Photo by Colin Archer/ANJ.

It was 30 years ago that Richard Le Duc got his first look at Ocean Grove’s tent colony. He was a warehouse supervisor at Schering-Plough, living in Clark at the time, and he and his wife had come down to the Monmouth County town for dinner with friends. The visit included a stop at the Great Auditorium.

“We went to the auditorium and got up on the balcony and looked down at all these tents,” recalls Le Duc, 81. “It looked like something out of Mary Poppins.”

The following year, Le Duc and his wife moved for the summer into Ocean Grove’s tent city. It is a unique place, a complex of 114 tents in which families spend the summer relaxing, participating in church activities, and reconnecting with neighbors they’ve seen year after year. The community is so intimate and the quarters so close together, people joke that when someone sneezes, all their neighbors say, “God bless you.”

“It’s so social. You’re sleeping outdoors,” says Winnie Walsh, 64, a Floridian who has spent the last twenty summers in an Ocean Grove tent. “At home, we don’t see anyone.”
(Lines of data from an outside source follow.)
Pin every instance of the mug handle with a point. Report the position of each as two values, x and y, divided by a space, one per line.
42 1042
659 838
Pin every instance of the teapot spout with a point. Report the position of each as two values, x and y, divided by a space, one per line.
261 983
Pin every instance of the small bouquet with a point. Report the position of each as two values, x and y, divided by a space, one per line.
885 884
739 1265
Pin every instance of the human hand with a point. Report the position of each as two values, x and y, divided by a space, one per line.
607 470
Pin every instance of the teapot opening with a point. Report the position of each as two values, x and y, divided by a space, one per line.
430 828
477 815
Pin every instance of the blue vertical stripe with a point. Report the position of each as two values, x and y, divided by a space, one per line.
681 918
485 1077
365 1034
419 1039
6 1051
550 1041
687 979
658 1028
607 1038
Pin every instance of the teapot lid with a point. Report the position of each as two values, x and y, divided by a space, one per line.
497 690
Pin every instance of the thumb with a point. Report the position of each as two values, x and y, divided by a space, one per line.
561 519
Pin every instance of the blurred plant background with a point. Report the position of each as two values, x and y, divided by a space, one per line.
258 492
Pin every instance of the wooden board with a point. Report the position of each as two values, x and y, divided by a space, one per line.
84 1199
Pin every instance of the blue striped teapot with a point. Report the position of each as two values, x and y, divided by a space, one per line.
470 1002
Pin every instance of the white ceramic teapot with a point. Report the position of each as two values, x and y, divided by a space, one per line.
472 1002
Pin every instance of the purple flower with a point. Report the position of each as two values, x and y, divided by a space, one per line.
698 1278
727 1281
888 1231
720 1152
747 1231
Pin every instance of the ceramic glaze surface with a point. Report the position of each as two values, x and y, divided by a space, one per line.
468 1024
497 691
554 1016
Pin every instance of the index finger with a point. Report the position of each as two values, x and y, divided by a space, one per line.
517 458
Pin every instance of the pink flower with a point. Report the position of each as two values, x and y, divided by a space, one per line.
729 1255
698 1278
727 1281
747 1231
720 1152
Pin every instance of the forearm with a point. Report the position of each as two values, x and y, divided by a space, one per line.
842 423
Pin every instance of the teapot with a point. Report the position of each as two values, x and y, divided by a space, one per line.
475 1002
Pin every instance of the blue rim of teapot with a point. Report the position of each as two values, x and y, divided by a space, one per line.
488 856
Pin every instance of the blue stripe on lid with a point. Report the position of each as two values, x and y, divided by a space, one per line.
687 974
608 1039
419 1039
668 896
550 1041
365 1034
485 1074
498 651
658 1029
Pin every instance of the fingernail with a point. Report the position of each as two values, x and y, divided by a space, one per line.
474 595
Each of the tent homes is constructed on a wooden platform. The largest is about 13 feet by 18 feet, with a canvas section attached to a permanent wooden structure housing the kitchen and bathroom. In front of the canvas section, there is a narrow porch, often covered by an awning and sporting an American flag.
“I get the vacuuming done in three minutes,” Walsh says. “It takes two minutes to water the garden.”

The tents encircle the Great Auditorium—a 6,000-seat structure for religious services, dating back to 1894—creating a mini-city, with narrow streets for pedestrians only. The tents are largely used by seasonal congregants, some of whom are families with small children. Some have had tent leases in their families for four generations.

During the summer, the front porches are draped in petunias, impatiens, and ferns. At the end of the summer, the plants are taken down, the goldfish that were in the temporary ponds are given away, and the tents are closed up for the season, leaving just a platform, a wood storage shed for the furniture, and a couple of wooden poles out front.

The front room of the Le Ducs’ tent is decorated with little placards and framed embroidery with sayings like, “You are loved” and “All things bright and beautiful. All creatures great and small.” Eighteen mobiles hang from the ceiling.

When Le Duc and his wife first came to Ocean Grove, they wanted to get more involved in church. In Ocean Grove, he became an usher. She joined the ladies auxiliary. One of his daughters now has a tent nearby.

“We have a lot of roots here,” he says.

Founded in 1869 as a Methodist retreat, Ocean Grove over the years has attracted city dwellers from North Jersey and New York, who are drawn to the town’s charm and the gingerbread-encrusted Victorian homes that line the streets around the tent colony. The clock above the post office still chimes, the church bells play inspirational music, and ushers dress in blue blazers and white pants for Sunday services at the Great Auditorium.

Visitors are welcome to stroll and soak in the nineteenth-century ambience. The beach at Ocean Grove is open to the public (badges are required), and on-street parking is free. There is a boardwalk, but with few amenities—a stark contrast to Asbury Park, Ocean Grove’s neighbor to the north.

Ocean Grove—actually a section of Neptune Township—has always maintained its religious heritage. The Ocean Grove Camp Meeting Association of the United Methodist Church, still owns the land, and homebuyers receive a 99-year renewable lease on their property. Tent inhabitants do not have to be Methodist, but they do have to support the association’s spiritual missions.

At one time, the tents cost $75 to $100 for the season. Today, they run about $4,000 to $7,000, including water. Gas and electric bills are paid separately. Barbeques and open fires are prohibited, as are air conditioners, unless one has a doctor’s note.

Despite the rules, the waiting list for a tent is long—some say ten years.

“We can’t really measure it in time, but there are literally hundreds of people on the list, and we typically will only turn over one or two in any given season,” says Scott Hoffman, the association’s chief administrative officer.

The tent colony was started by people who would arrive in Ocean Grove, set up a tent, and stay for the camp meetings during the summer, Hoffman says. Over time, families began to stay longer, and permanent structures were erected.

“To keep the original flavor of the early days, the tents remained a part of the yearly meetings,” Hoffman says. “We have maintained the 114 that we currently have as a reminder of our beginnings.”